During the fall of the Sui, it served as the capital of Dou Jiande's short-lived "Xia Principality" after he captured it in AD 619. At the time, the city lay on the principal road running from points south of the Yellow River northeast to Youzhou (now within Beijing) and Korea. When Dou captured Li Shentong (李神通), the Prince of Huai'an, the Tang scion was held in Guangfu's prison. When Dou was captured at the 621 Battle of Hulao, a few hundred of his cavalry escaped to his capital, looted its treasury, and then yielded the town to the victorious Tang. After Dou was executed in Chang'an, his cavalry officer Liu Heita again rose in rebellion, defeating the Tang near Guangfu in late 621 with Turkic assistance. He then occupied the city and made it his capital, proclaiming his realm the "Principality of Handong". Li Shimin—the future Emperor Taizong—defeated him by erecting a dam across the nearby Ming River and then bursting it when it was able to flood most of the Handong army. Liu was able to return to the field with more Turkic help but again defeated. He was executed in Guangping's marketplace in the first month of 623.

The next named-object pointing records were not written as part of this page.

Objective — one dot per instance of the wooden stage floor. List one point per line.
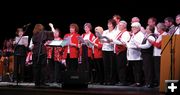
(10, 88)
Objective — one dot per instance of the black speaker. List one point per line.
(73, 79)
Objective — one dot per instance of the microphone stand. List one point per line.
(17, 67)
(171, 52)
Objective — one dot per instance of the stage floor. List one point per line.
(9, 88)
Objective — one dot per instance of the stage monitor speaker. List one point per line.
(73, 79)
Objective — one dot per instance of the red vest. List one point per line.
(90, 52)
(98, 49)
(74, 50)
(119, 48)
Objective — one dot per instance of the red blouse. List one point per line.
(58, 52)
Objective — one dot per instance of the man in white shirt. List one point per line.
(134, 53)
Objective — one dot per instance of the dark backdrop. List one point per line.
(63, 14)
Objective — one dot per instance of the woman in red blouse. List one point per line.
(54, 55)
(71, 50)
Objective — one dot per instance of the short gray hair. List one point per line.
(124, 22)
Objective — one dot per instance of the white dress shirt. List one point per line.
(133, 52)
(111, 35)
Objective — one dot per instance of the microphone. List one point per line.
(26, 25)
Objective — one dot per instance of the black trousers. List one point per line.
(109, 67)
(19, 65)
(121, 66)
(91, 69)
(137, 70)
(99, 70)
(39, 69)
(72, 63)
(148, 67)
(157, 60)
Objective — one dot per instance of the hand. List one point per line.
(110, 40)
(50, 24)
(137, 45)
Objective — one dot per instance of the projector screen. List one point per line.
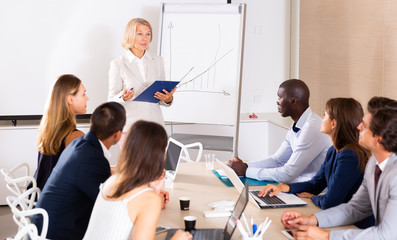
(43, 39)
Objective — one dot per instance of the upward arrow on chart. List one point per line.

Guangfu's present city walls began as earthen ramparts during the Tang (7th–9th centuries) and were built up with masonry under the Yuan (13th–14th centuries) and Ming (14th–17th centuries).

During the 19th century, under the Qing, it was the home to Yang Luchan and Wu Yuxiang, the founders of Yang and Wu-style tai chi, two of the largest schools of tai chi in the world. Horace William Houlding's South Chihli Mission opened a Protestant church in the town in 1905. It was overseen in its early years by Katharine Ewald.

The 1.5 sqkm historical area within the city walls has been refurbished since China's opening up, with current construction mimicking the town's appearance under the Ming. Yang and Wu's former homes have been converted into public museums honoring their lives and schools of tai chi. The town was named a AAAAA tourist attraction by China's National Tourism Administration in 2017.

==In popular culture==
The CCTV drama Guangfu Tai Chi (《广府太极传奇》, Guǎngfǔ Tàijí Chuánqí) was filmed on location in the city in 2007 and aired in 2010.